ModelSegments - java.lang.IllegalArgumentException: Metadata of the allelic counts and the segments do not match
AnsweredHi, anyone has encountered this before?
I encountered this error when following the somatic CNV guideline on my WGS paired normal-tumor samples. No output except hets.tsv & hets.normal.tsv. Any help appreciated. thank you!
The CollectAllelicCount was ran on 1000g_hg38snphigh confidence.vcf.gz (generated using SelectVariant using AF > 0.1. (i can't find the gnomad wgs on resource bundle).
a) GATK version used: v4.2.5.0
b) Exact command used:
$GATK ModelSegments --denoised-copy-ratios T${SAMPLE}.denoisedCR.tsv --allelic-counts AlleleCount/T${SAMPLE}.allelicCounts.tsv --normal-allelic-counts AlleleCount/N${SAMPLE}.allelicCounts.tsv --output . --output-prefix ${SAMPLE}.cr
c) Entire program log:
09:52:54.356 INFO NativeLibraryLoader - Loading libgkl_compression.so from jar:file:/home/csittz/gatk-4.2.5.0/gatk-package-4.2.5.0-local.jar!/com/intel/gkl/native/libgkl_compression.so
Apr 19, 2022 9:52:55 AM shaded.cloud_nio.com.google.auth.oauth2.ComputeEngineCredentials runningOnComputeEngine
INFO: Failed to detect whether we are running on Google Compute Engine.
09:52:55.525 INFO ModelSegments - ------------------------------------------------------------
09:52:55.526 INFO ModelSegments - The Genome Analysis Toolkit (GATK) v4.2.5.0
09:52:55.526 INFO ModelSegments - For support and documentation go to https://software.broadinstitute.org/gatk/
09:52:55.527 INFO ModelSegments - Executing as csittz@CSI-BTX7ZH3 on Linux v4.4.0-19041-Microsoft amd64
09:52:55.530 INFO ModelSegments - Java runtime: OpenJDK 64-Bit Server VM v11.0.11+9-Ubuntu-0ubuntu2.20.04
09:52:55.530 INFO ModelSegments - Start Date/Time: April 19, 2022 at 9:52:54 AM SGT
09:52:55.531 INFO ModelSegments - ------------------------------------------------------------
09:52:55.531 INFO ModelSegments - ------------------------------------------------------------
09:52:55.533 INFO ModelSegments - HTSJDK Version: 2.24.1
09:52:55.533 INFO ModelSegments - Picard Version: 2.25.4
09:52:55.534 INFO ModelSegments - Built for Spark Version: 2.4.5
09:52:55.534 INFO ModelSegments - HTSJDK Defaults.COMPRESSION_LEVEL : 2
09:52:55.535 INFO ModelSegments - HTSJDK Defaults.USE_ASYNC_IO_READ_FOR_SAMTOOLS : false
09:52:55.535 INFO ModelSegments - HTSJDK Defaults.USE_ASYNC_IO_WRITE_FOR_SAMTOOLS : true
09:52:55.535 INFO ModelSegments - HTSJDK Defaults.USE_ASYNC_IO_WRITE_FOR_TRIBBLE : false
09:52:55.536 INFO ModelSegments - Deflater: IntelDeflater
09:52:55.536 INFO ModelSegments - Inflater: IntelInflater
09:52:55.537 INFO ModelSegments - GCS max retries/reopens: 20
09:52:55.537 INFO ModelSegments - Requester pays: disabled
09:52:55.538 INFO ModelSegments - Initializing engine
09:52:55.539 INFO ModelSegments - Done initializing engine
09:52:55.539 INFO ModelSegments - Used memory (MB) after initializing engine: 34
09:52:55.547 INFO ModelSegments - Reading file (T02.denoisedCR.tsv)...

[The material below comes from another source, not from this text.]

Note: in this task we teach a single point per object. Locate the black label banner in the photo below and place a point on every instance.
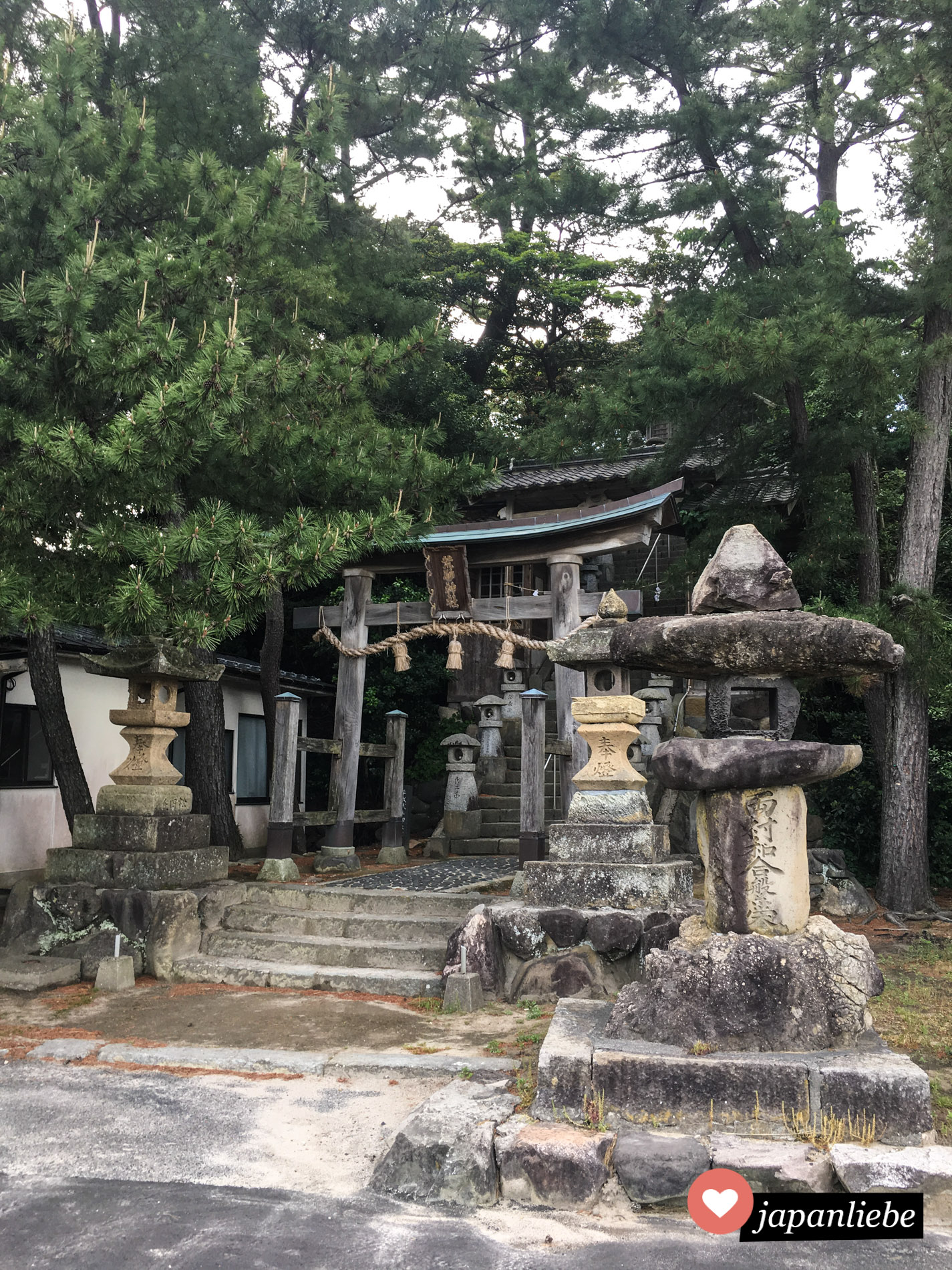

09:52:55.625 INFO ModelSegments - Reading file (AlleleCount/T02.allelicCounts.tsv)...
09:53:01.086 INFO ModelSegments - Reading file (AlleleCount/N02.allelicCounts.tsv)...
09:53:05.855 INFO ModelSegments - Used memory (MB) after reading files: 1756
09:53:06.749 INFO ModelSegments - Used memory (MB) after validating data: 1703
09:53:07.495 INFO NaiveHeterozygousPileupGenotypingUtils - Genotyping heterozygous sites from available allelic counts...
09:53:07.496 INFO NaiveHeterozygousPileupGenotypingUtils - Matched normal was provided, running in matched-normal mode...
09:53:08.381 INFO NaiveHeterozygousPileupGenotypingUtils - Retained 3855068 / 5090504 sites after filtering allelic counts with total count less than 30 in matched-normal sample N02...
09:53:09.223 INFO NaiveHeterozygousPileupGenotypingUtils - Retained 3855042 / 5090504 sites after filtering on overlap with copy-ratio intervals in matched-normal sample N02...
09:53:15.402 INFO NaiveHeterozygousPileupGenotypingUtils - Retained 1118178 / 5090504 sites after filtering on heterozygosity in matched-normal sample N02...
09:53:15.403 INFO NaiveHeterozygousPileupGenotypingUtils - Retained 5090504 / 5090504 sites after filtering allelic counts with total count less than 0 in case sample T02...
09:53:16.509 INFO NaiveHeterozygousPileupGenotypingUtils - Retained 5089851 / 5090504 sites after filtering on overlap with copy-ratio intervals in case sample T02...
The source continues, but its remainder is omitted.